California offers basic fire insurance, called the FAIR  Plan. As of Feb. 19, according to its website, cfpnet.com, 45 percent of wildfire claims have been reported as total losses, 45 percent as partial losses, and 10 percent as “fair rental value,” which covers lost rental income due to a covered peril like fire. So far, the FAIR  Plan has paid more than $1.2 billion to policyholders, including advance payments, to cover claims related to the Palisades and Eaton fires in January.

Better to Have It and Not Need It

Smart ways to prepare for wildfire evacuations — just in case
 

The authorities are at the door. They’re in a hurry and very sorry, but you have to evacuate your home. Your phone is shrieking, telling you to get moving. This is not a drill.

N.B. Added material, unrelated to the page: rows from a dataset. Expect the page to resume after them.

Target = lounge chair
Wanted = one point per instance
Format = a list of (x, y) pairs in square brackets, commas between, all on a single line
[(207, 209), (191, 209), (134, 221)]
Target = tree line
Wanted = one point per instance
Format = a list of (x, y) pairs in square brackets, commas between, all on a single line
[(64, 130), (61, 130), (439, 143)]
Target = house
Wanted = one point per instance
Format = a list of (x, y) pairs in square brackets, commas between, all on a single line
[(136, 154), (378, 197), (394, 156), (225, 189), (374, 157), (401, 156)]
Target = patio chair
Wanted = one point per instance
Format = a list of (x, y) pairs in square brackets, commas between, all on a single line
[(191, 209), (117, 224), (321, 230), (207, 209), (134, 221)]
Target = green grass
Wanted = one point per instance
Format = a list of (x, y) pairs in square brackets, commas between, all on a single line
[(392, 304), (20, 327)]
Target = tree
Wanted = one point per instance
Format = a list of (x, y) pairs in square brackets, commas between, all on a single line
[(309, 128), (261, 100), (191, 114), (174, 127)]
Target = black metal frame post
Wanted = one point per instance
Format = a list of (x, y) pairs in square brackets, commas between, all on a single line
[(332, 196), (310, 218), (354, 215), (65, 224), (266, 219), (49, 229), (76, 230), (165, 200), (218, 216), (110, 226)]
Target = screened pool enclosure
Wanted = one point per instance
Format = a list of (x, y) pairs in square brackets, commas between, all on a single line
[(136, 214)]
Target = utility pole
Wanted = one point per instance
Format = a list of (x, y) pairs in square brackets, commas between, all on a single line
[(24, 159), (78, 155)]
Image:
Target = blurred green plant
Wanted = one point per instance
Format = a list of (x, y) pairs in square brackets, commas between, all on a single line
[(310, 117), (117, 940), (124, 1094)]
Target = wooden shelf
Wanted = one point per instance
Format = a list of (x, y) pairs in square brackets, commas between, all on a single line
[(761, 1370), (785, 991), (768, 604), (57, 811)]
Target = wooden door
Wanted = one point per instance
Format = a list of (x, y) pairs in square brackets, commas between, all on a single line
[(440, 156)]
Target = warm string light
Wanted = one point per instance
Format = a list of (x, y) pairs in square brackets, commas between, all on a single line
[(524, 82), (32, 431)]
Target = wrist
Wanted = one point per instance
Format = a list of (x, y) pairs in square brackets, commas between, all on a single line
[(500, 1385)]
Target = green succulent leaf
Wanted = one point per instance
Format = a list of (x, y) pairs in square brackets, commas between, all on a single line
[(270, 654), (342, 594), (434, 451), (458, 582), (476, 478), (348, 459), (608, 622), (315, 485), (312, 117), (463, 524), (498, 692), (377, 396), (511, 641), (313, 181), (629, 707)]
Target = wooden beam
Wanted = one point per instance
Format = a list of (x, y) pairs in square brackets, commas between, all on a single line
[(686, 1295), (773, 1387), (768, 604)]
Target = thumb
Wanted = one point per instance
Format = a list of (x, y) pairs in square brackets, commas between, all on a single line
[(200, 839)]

Jeri Vogelsang, former president of the Palm Springs Historical Society, recalls being evacuated several times when she lived in Snow Creek, the isolated neighborhood by Windy Point north of Palm Springs. “One time in 2020, we didn’t evacuate but wish we had. [The Snow Fire] was started by our house when a Desert Water Agency truck’s engine caught on fire. It lasted a week.”

In neighboring Idyllwild and Mountain Center, the Cranston Fire, an act of arson on July 25, 2018, forced 7,002 people from the hills until it was contained on Aug. 10.)

What happens when you receive an evac order?

First, you realize you’re behind the eight ball. You’ve ignored warnings and neglected to prepare “go-bags,” which should contain some semblance of clothes, water, passport or driver’s license, proof of insurance, first-aid kits, medications, cash, chargers, pet food, something worth its weight in gold, and a jar or two of peanut butter.

Maybe you haven’t planned with your family on where you will meet up during an emergency — or made a list of all family members’ phone numbers and blood types as a separate file on your iPhone. You may have forgotten to introduce yourself to your neighbors, who might need your help — or vice versa.

Hose down the stuff around your own house. Turn off the air conditioning, but keep the lights on so firefighters can see your home through the smoke. Move stuff to the middle of the rooms, and maybe even buy a small fireproof safe for those crucial papers or keepsakes you can’t carry.

Our collective safety depends on all of us being prepared for catastrophe, so we don’t become burdens on one another. It’s about being self-reliant and ready to help each other should the time come.